Puede verse, así, que de la totalidad de los precedentes a que he aludido, el porcentaje mínimo para considerar que la incapacitación es total es del 57%, aunque existe cierta uniformidad en cuanto a que esa tasa, para concluir de ese modo, debe partir del 66% de la total obrera. Es, por otra parte, este último el porcentaje previsto por el art. 48, inciso a, de la ley 24.241 al regular el retiro por invalidez.

Resta mencionar, por fin, que la denominada Ley de Riesgos del Trabajo n° 24.557, en el primer inciso de su artículo 8, denominado “Incapacidad laboral”, dispone: “1. Existe situación de Incapacidad Laboral Permanente (ILP) cuando el daño sufrido por el trabajador le ocasione una disminución permanente de su capacidad laborativa.”; y en el siguiente in ciso: “2. La Incapacidad Laboral Permanente (ILP) será total, cuando la disminución de la capacidad laborativa permanente fuere igual o superior al 66 %, y parcial, cuando fuere inferior a este porcentaje.”. iii.Vista desde tal perspectiva la cuestión traída a conocimiento de esta Sala en el primero de los agravios que la defendida expresó, a mi juicio no es dudosa la solución que debemos adoptar.

Porque partiendo de la base que la pericia médica traduce a los jueces -legos en medicina- en lenguaje inteligible, las vinculaciones de causa-efecto que puedan suceder entre acontecimientos probados; que su valoración corresponde a los magistrados según lo dispone el art. 477 del Código Procesal, que consagra su soberanía en la apreciación del dictamen pericial; y que aunque la pericia no tiene carácter vinculante para el juez y que el apartamiento de sus conclusiones debe encontrar apoyo en razones serias, en fundamentos objetivamente demostrativos de que se halla reñida con principios lógicos o máximas de experiencia (esta Sala, “Somnitz, Evelyn c/ Obra Social del Personal de Entidades Deporivas y Civiles” , 24.11.16; íd., “Caputo, Lucio Alberto c/ Assist Card Argentina S.A. de Servicios”, 31.8.17; cfr. Fassi, en “Código Procesal Civil y Comercial”, Buenos Aires, 1980, t°. II, pág. 359, nro. 2600; también Fenochietto-Arazi, en “Código Procesal Civil y Comercial de la Nación, comentado y concordado”, Buenos Aires, 1983, t° II, pág. 523, nros. 2 y 3) ocurre que en este caso la pericia que se produjo en el expediente, que se incorporó en fs. 374/400 y cuyo resultado no fue impugnado, me lleva a proponer la admisión del recurso que introdujo la aseguradora.

(i) Así lo adelanto, porque según dictaminó el perito médico, el señor Luis Alberto Capel ostenta una “incapacidad restante (del) 45,85% y, por lo tanto, la incapacidad parcial permanente es de 54,15%.” (v. específicamente fs. 399, punto G.7).

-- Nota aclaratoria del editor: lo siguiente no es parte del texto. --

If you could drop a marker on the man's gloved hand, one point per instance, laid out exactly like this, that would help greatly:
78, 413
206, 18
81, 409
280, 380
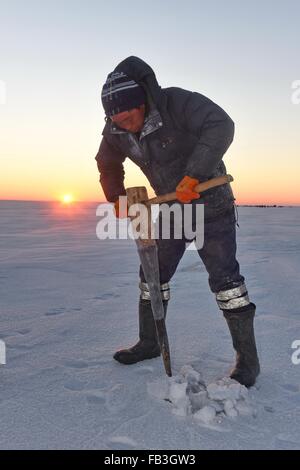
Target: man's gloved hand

Incapacidad “parcial”, no “total” y, por ende, ajena a la cobertura, de modo que poco más corresponde decir:porque aún atendiendo a que el mismo perito concluyó que “A ello (al recién mencionado porcentaje incapacitante del 54,15%) se le agrega la incapacidad parcial transitoria del 12% por sus actuales lesiones de rodilla y túnel carpiano” (loc. cit.), aún así siempre nos encontramos en el terreno de las incapacitaciones parciales y, como quedó dictaminado, en el mencionado porcentaje transitoria.

Sólo agregaré que según es sabido, el seguro no cubre riesgos genéricos sino solo los especificados por la póliza, de manera que de ocurrir el siniestro fuera del marco de la cobertura, aquel quedará al margen de las condiciones previstas en el contrato.

Por esto es que un elemento fundamental en la operación aseguradora lo constituye el riesgo, no solamente por ser esencial para su existencia, sino porque la responsabilidad para el asegurador depende de la realización del siniestro que aquel ampara; correlativamente otro de los requisitos del riesgo es que deba estar determinado específica y concretamente, como recaudo necesario para el asegurador a los fines de medir exactamente su naturaleza y alcance en el preciso momento de la celebración del contrato.

De lo cual se sigue que la extensión del riesgo y los beneficios otorgados por la póliza deben interpretarse literalmente o, dicho de otro modo, no es jurídicamente posible una interpretación extensiva del contrato, porque cualquier concesión que importe ampliación producirá un grave desequilibrio respecto de la necesaria equivalencia entre riesgo y prima que es el factor esencial de la industria moderna del seguro (cfr. Halperín, en “Seguros”, Buenos Aires, 1983, t°. II, pág. 575; Soler Aleu, en “El nuevo contrato de seguro”, Buenos Aires, 1969, pág 176; Stiglitz, en “Derecho de seguros”, Buenos Aires, 2008, t°. III, pág. 108; Rouillón, en “Código de Comercio comentado y anotado”, Buenos Aires, 2005, t°. II, pág.99; esta sala, “Palacio, Luis c/ Provincia Seguros S.A.”, 22.2.08; íd., “Andrade, Raúl Rodolfo c/ Liderar Compañía General de Seguros S.A.” , 3.10.11; íd., “Da Costa, Adelino Luis c/ Federación Patronal Seguros S.A.” , 2012.16; íd., “Acuña, Alberto Joaquín c/ BBVA Consolidar Seguros S.A.” , 12.10.17). (ii) Lógicamente, también prosperará -si mis apreciados colegas comparten cuanto llevo dicho- el segundo y último agravio que expresó Metlife Seguros S.A.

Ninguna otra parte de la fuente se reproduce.